Dual-Illumination Ultrasound/ Photoacoustic System for Cervical Cancer imaging

Abstract

Early stage cancer detection technologies can provide functional information and potentially decrease the mortality rate caused by cervical cancer. In our previous work, a miniaturized ultrasound and photoacoustic endoscopic system has been developed to image the cervical tissue through the cervical canal to fulfills the need for a safe, low-cost, and high-resolution functional diagnostic system. However, the miniaturized size of endoscope and American National Standards Institute safety limits cause constraints of using high-intensity illumination during imaging. In addition, the strong light scattering of tissues limits the light penetration depth. Fortunately, the cervix anatomy allows for the delivery of additional light from the ectocervix by using an external illumination system. Here we propose a dual, co-planar illumination system, which can provide adequate illumination to the cervical tissue via combined internal and external light delivery strategies. Therefore, an increase in the area of light-tissue interaction allows us to raise the laser light energy while keeping fluence under safety limits. Thus, a reliable PA imaging can be obtained for the whole cervical tissue thickness.

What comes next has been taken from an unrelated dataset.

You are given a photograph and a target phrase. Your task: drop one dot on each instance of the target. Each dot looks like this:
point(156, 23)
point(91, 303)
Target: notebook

The system performance was tested using a Monte Carlo simulation, and laser-light fluence was calculated and compared at different depths within a simulated cervical-tissue model. The results indicated a higher and more uniform fluence in the Monte Carlo simulations. In addition, the photoacoustic imaging of the proposed system was evaluated by two cervical tissue-mimicking phantoms with human blood and graphite rods as inclusions inside it. In accordance with the simulations, the phantom study revealed a more reliable photoacoustic signal for the entire depth of the phantoms with an improved contrast to noise ratio and signal to noise ratio, and a higher coverage ratio of the imaging field of view. In summary, the dual-mode illumination system can provide more realistic information of inclusions within the tissue while considering safety limits, which can lead to more accuracy in biomarker detection for cervical cancer diagnostics.